GM wouldn’t have picked Magna/Sberbank if it had any choice, but the German government insisted. That rankled the European Union, which suspected the sale was more about protecting German jobs than fixing Opel’s problems — too many plants and too many workers.
Germans were promised the Magna deal would protect jobs in their country. Politicians sugar-coated the deal so the public was shocked when it found out Magna/Sberbank planned to cut just as many jobs as GM would have on its own, and would also help build up the Russian auto industry.
The whole thing smelled like week-old fish, particularly when neither of the German government’s own representatives on the board evaluating the deal voted to sell to Magna. GM’s representatives supported it, but only because the German government made it clear the options were either Magna or no bailout money and the imminent shutdown of Opel.
The European Union chastised German Chancellor Angela Merkel and demanded she tell GM — in writing — that money would still be available if GM found a partner other than Magna.

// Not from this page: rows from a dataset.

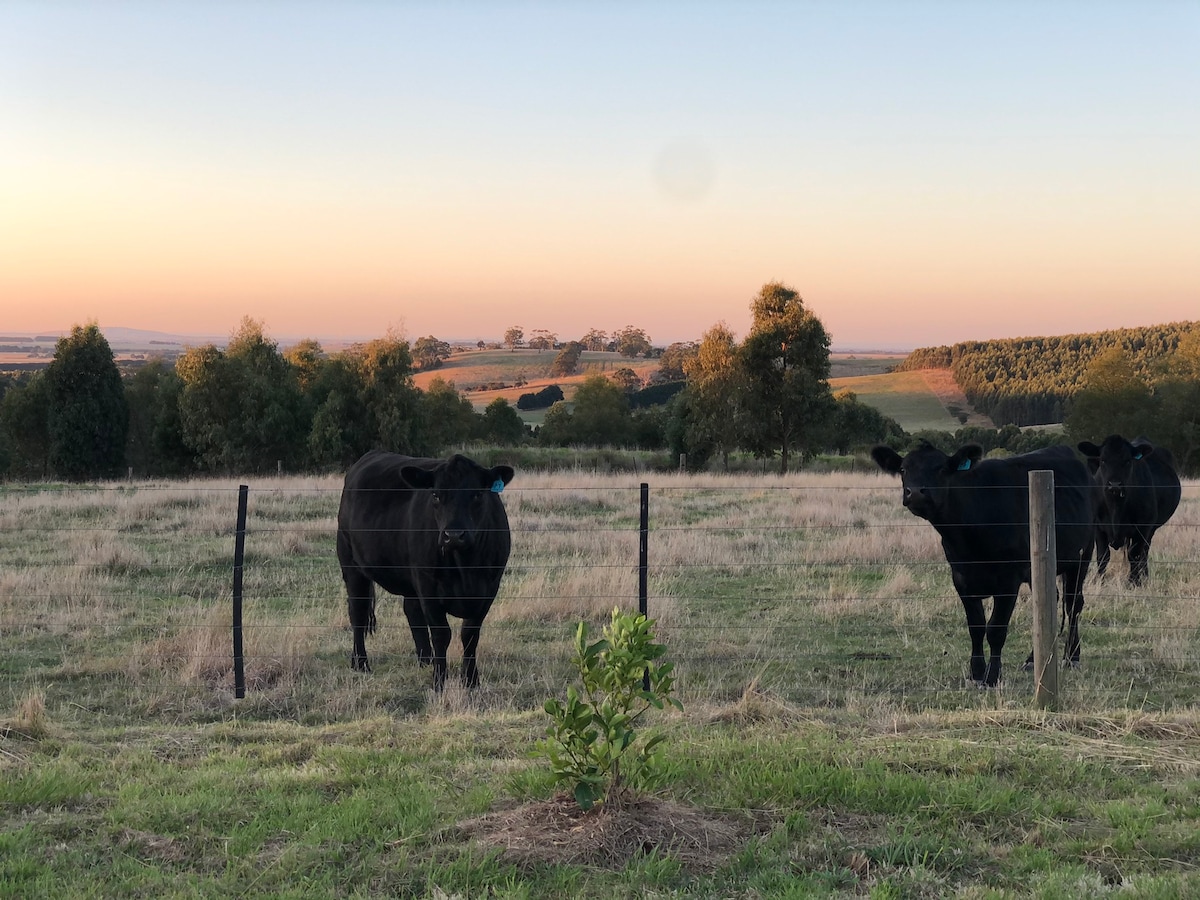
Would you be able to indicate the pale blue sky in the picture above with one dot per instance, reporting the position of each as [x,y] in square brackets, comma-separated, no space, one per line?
[921,172]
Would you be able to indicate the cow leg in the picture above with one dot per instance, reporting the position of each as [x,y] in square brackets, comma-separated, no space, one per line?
[471,629]
[420,629]
[1139,559]
[997,634]
[439,634]
[360,605]
[1073,577]
[977,627]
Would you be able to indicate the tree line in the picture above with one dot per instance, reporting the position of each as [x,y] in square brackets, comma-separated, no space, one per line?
[1033,381]
[250,407]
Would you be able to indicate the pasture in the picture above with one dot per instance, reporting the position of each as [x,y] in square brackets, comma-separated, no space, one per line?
[909,397]
[821,660]
[471,370]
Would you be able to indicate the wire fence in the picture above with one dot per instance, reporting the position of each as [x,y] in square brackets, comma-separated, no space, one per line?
[820,589]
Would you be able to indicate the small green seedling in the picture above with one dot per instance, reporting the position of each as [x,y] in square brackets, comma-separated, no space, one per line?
[592,743]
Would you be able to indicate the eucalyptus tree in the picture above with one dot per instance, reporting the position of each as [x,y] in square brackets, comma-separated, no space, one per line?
[785,364]
[87,412]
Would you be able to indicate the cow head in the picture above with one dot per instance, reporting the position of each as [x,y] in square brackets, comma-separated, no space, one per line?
[462,493]
[1111,462]
[927,473]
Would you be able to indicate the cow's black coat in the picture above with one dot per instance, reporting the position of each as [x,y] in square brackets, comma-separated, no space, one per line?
[981,508]
[1135,492]
[433,532]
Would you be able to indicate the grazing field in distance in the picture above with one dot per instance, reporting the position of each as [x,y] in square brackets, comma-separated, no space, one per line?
[469,370]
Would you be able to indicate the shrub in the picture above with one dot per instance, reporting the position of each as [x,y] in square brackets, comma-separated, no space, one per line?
[592,743]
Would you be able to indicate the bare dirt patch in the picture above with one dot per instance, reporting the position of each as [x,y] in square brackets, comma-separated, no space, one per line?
[558,832]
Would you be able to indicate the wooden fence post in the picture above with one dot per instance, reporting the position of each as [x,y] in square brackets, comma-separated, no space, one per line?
[1043,558]
[239,556]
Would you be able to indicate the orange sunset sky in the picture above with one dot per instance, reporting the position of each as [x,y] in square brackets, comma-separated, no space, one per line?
[922,172]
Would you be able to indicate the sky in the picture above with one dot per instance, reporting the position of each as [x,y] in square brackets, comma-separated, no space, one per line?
[922,173]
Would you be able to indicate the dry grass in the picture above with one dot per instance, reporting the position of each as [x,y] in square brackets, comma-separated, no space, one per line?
[557,832]
[820,586]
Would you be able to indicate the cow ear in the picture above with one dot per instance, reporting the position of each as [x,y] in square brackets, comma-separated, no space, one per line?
[965,457]
[499,475]
[887,459]
[417,478]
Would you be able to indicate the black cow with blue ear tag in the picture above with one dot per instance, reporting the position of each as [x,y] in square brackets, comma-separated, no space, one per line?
[1137,492]
[981,509]
[433,532]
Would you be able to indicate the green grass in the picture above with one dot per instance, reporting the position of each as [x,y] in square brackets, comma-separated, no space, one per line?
[901,395]
[820,653]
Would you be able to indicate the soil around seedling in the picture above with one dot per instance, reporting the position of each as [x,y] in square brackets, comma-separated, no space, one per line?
[610,835]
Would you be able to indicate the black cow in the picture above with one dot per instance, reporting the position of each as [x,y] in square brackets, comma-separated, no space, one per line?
[433,532]
[981,508]
[1137,491]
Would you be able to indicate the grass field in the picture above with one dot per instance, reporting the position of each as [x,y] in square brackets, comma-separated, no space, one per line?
[828,730]
[471,369]
[905,396]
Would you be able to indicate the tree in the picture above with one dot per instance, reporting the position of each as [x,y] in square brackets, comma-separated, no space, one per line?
[393,401]
[633,342]
[785,360]
[241,407]
[87,412]
[711,408]
[341,429]
[429,352]
[25,425]
[156,444]
[556,426]
[514,337]
[675,357]
[856,425]
[594,340]
[567,363]
[502,425]
[448,417]
[1180,393]
[600,413]
[305,359]
[627,379]
[1114,400]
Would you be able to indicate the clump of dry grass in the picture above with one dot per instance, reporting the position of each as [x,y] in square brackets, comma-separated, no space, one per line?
[30,719]
[557,832]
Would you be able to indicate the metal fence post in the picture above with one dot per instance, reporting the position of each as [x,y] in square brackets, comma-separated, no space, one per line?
[643,555]
[239,556]
[1043,559]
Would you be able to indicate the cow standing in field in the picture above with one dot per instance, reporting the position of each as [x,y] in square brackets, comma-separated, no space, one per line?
[1137,491]
[435,533]
[981,508]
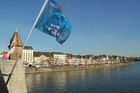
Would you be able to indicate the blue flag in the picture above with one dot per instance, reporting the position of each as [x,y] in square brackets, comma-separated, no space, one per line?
[54,22]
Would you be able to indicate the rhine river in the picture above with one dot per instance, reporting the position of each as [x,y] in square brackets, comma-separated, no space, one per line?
[124,79]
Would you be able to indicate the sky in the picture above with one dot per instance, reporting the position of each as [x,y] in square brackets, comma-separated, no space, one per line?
[110,27]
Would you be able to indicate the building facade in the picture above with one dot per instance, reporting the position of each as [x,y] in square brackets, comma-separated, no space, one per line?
[27,55]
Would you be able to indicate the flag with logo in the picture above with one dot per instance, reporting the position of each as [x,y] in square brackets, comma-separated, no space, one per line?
[54,22]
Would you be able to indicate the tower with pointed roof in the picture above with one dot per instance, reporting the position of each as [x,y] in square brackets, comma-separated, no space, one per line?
[18,45]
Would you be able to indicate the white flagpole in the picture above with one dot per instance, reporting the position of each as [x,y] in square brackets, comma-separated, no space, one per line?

A lovely sentiment, but by the time the letter arrived, GM’s preferred bidder had moved on to other business. Despite that, GM’s board has been weighing the matter longer than anyone expected. They could yet pull a rabbit out of their hat, in the form of a surprise partner or perhaps even keeping Opel wholly GM-owned, as it’s been since 1929.
While all this was going on, Magna faced pressure from governments and unions around Europe to scale back the job and plant reductions it planned. It acquiesced. Many outside observers now question whether it can run Opel profitably.
Meanwhile, Volkswagen and BMW, both major customers of Magna’s component business, said they’d re-evaluate their work with the company if it bought Opel, a significant competitor.
As if that weren’t enough stress on the fragile deal, the Russian auto industry was imploding offstage. Sberbank suggested it might use Opel to help prop up not just its previously announced automotive client, the struggling GAZ, but also the mammoth and near-bankrupt VAZ, which already has a deal with Renault-Nissan.
Worries that Magna may use Opel to compete with Chevrolet’s growing and profitable business in Russia were a primary reason behind GM’s reservations about the sale. GM also has concerns about sharing advanced technologies it’s developing with Magna’s ever-changing roster of partners.
It’s probably too late now for GM to find another partner, and probably too expensive for it to fix Opel on its own. The German-brokered deal stands a good chance of winning the board’s support this week.
Whether anybody is happy with the result is another matter entirely.